Toronto Maple Leafs (3) at Columbus Blue Jackets (4) - Overtime
After a lackluster showing on Tuesday, the Columbus Blue Jackets needed to bring a fury of fire against the Toronto Maple Leafs. Head Coach John Tortorella thought the best way to get the fire going was to start the game with the third line of Nick Foligno, Boone Jenner, and Liam Foudy. Starting with grit, speed, and a strong veteran presence paired with youth seemed like a smart idea. Unfortunately, this wasn’t the case for the Jackets. The whole first period was full of disconnect and unfortunate plays.
With 5:45 left in the first period, Boone Jenner banged a puck off the crossbar. Despite not knowing whether the puck went in or not, he rushed the net to scoop up the rebound and almost scored. Andersen was able to slow the trajectory of the puck beneath his pads to prevent it from encroaching on the goal line. On this play, Jenner did something which the whole team failed to do on Tuesday night. Not only did he rebound his own shot, Jenner played until the whistle was blown.
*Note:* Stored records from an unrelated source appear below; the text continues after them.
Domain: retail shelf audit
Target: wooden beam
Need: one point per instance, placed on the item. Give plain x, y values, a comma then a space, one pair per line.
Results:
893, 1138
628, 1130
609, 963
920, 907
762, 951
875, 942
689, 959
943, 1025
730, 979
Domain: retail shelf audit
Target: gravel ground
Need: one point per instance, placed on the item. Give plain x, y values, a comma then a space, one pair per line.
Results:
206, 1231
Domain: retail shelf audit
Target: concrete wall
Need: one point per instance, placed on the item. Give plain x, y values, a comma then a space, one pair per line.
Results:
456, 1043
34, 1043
Had he not done either of those things, the Leafs likely would have picked up the rebound and tried to make a break down the ice towards Korpisalo.
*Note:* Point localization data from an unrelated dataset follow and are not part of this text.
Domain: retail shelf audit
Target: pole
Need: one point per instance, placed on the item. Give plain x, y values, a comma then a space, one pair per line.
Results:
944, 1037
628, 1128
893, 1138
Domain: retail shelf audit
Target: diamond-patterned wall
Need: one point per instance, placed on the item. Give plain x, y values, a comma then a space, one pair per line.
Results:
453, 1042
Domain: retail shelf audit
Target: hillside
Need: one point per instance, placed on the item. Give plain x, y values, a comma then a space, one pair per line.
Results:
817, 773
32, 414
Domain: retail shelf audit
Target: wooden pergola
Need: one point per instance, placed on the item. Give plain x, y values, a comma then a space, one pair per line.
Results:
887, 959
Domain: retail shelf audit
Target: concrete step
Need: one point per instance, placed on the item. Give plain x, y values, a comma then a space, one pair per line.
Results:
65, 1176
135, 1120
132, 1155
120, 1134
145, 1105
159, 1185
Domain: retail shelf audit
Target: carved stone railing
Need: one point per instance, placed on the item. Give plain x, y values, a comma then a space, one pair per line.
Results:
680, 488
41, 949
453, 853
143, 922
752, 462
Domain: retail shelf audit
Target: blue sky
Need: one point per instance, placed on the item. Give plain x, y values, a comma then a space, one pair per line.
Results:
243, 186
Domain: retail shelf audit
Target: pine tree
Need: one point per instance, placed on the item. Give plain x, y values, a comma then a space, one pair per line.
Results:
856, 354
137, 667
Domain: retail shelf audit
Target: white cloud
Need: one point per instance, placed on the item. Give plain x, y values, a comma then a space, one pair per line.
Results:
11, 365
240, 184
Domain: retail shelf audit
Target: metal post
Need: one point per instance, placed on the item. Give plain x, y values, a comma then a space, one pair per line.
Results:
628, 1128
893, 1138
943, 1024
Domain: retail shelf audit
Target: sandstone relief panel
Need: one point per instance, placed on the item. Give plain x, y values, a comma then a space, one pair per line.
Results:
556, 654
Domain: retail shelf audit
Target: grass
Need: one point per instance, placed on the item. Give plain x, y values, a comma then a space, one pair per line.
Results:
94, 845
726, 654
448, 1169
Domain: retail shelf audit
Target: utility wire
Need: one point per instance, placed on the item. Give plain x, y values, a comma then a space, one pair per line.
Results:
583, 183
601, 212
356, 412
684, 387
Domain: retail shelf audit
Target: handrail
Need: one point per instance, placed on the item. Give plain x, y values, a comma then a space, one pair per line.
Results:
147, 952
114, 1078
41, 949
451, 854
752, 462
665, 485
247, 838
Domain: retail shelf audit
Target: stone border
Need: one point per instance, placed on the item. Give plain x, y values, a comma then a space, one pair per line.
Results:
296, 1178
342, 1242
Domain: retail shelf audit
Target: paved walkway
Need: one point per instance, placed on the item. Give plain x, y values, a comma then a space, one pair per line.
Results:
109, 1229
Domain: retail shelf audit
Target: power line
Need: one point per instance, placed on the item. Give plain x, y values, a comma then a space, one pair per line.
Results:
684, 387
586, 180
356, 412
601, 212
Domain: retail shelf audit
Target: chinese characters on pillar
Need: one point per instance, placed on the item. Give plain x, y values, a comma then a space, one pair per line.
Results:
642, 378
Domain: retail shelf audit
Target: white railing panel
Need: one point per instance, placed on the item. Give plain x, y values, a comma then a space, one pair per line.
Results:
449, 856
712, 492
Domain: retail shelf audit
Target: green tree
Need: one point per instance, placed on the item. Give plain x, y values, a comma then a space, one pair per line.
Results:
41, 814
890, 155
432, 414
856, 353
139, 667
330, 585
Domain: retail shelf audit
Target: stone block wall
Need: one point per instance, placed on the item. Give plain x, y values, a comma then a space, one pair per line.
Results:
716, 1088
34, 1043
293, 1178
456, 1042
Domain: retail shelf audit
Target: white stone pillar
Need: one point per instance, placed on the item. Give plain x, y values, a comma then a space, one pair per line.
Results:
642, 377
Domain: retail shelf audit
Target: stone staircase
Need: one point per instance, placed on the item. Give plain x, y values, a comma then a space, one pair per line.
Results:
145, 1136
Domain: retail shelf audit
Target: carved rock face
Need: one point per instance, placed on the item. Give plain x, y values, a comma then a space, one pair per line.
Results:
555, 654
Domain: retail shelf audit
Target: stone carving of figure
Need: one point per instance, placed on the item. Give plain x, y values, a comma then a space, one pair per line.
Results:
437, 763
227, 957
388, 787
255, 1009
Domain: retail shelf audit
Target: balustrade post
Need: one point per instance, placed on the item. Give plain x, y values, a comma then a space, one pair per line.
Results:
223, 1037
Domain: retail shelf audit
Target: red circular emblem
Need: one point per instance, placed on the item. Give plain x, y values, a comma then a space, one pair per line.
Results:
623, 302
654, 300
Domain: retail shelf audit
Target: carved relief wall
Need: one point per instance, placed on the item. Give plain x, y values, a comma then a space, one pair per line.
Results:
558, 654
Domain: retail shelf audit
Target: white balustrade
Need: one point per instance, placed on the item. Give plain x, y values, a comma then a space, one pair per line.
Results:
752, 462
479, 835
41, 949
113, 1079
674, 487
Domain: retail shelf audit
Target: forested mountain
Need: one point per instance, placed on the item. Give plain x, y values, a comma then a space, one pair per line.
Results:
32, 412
The first goal of the night came due to an unfortunate bounce off of Seth Jones’ leg. To pour a little salt on the wound, the Jackets were on the power play and the goal was not scored by them.
From the right point, Cody Ceci wound up and launched a rocket towards the net. Jones skated in front of the shot blocking it with his leg. The puck ricocheted at the right angle into the net giving the Leafs the 1-0 lead with 1:08 left in the first period. On the play leading up to Toronto’s first goal, Zach Werenski and Jones set up a nice play for Cam Atkinson to convert into a goal. Andersen was able to get his skate on the puck. With no Jackets around to pick up the rebound, the Maple Leafs were able to clear the puck and regain control of momentum. We can only imagine what the result would have been if the Jackets kept control of the puck on the power play.
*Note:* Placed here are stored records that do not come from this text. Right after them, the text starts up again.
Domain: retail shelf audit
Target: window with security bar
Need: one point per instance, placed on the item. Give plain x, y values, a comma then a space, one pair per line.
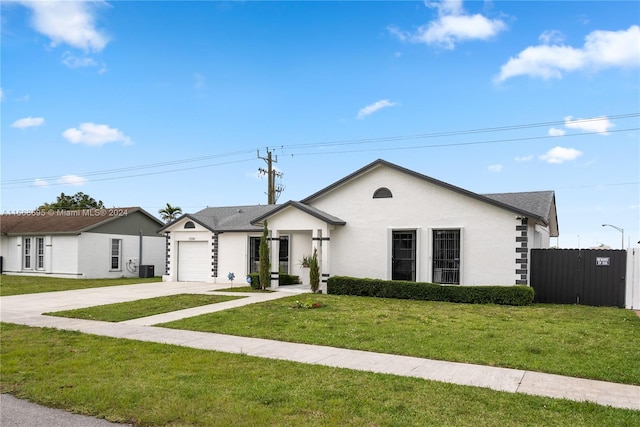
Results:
446, 256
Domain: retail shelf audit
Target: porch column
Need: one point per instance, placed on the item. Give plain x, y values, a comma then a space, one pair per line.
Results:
274, 255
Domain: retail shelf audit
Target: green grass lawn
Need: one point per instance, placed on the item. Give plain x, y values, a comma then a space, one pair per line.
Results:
18, 285
151, 384
579, 341
122, 311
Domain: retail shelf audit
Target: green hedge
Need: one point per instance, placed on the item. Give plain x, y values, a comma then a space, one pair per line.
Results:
285, 279
505, 295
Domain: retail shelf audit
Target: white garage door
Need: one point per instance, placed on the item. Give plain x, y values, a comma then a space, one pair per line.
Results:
194, 262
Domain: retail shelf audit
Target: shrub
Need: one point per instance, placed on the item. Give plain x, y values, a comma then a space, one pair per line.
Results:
255, 280
288, 279
504, 295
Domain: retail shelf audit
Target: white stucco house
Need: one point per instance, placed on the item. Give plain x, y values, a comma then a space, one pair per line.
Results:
382, 221
87, 243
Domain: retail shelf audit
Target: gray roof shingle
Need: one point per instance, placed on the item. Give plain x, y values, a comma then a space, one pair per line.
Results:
232, 218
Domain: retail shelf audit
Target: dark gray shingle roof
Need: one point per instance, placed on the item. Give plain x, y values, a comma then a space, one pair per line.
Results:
536, 202
328, 218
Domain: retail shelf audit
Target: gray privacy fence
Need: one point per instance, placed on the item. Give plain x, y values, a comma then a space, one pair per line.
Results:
586, 276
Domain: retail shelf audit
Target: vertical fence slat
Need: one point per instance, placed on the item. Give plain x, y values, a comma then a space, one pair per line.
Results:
579, 276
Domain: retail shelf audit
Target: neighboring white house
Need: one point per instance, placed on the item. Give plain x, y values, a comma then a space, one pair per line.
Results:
382, 221
88, 243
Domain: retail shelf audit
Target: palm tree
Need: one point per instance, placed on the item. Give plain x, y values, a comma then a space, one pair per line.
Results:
169, 213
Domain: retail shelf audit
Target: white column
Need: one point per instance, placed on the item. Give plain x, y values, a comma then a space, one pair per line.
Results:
324, 262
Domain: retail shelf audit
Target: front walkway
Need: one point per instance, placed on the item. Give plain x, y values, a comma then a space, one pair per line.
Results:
28, 309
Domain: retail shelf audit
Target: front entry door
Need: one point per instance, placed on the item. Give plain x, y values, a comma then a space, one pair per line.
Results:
403, 258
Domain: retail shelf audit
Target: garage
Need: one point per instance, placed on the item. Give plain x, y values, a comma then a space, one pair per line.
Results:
194, 262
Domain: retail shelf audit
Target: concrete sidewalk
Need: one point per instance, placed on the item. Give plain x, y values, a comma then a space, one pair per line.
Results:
28, 309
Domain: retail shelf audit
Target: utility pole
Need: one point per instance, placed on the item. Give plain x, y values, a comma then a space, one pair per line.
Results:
273, 190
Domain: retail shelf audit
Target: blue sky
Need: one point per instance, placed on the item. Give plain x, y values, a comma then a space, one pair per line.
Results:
148, 102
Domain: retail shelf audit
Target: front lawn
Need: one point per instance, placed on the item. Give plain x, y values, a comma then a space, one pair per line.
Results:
119, 312
18, 285
150, 384
589, 342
The disconnect between the Jackets continued into the second period. No matter how hard they tried, they couldn’t create an offensive spark which led to a minor breakdown in defense. This minor breakdown allowed Mitch Marner to quickly snipe a shot off the post 4:27 into the second. Korpisalo probably spent the next few seconds praising the post for giving him a little extra help.
Due to a tripping penalty by Riley Nash, the Jackets headed to the penalty kill 6:58 into the second period. Almost immediately, Marner launched a shot towards Korpisalo which Jones was able to quickly block. Auston Matthews scooped up the puck before sending it back to Marner. From the point, Marner passed the puck down the slot to William Nylander who slammed it home giving the Leafs the 2-0 lead.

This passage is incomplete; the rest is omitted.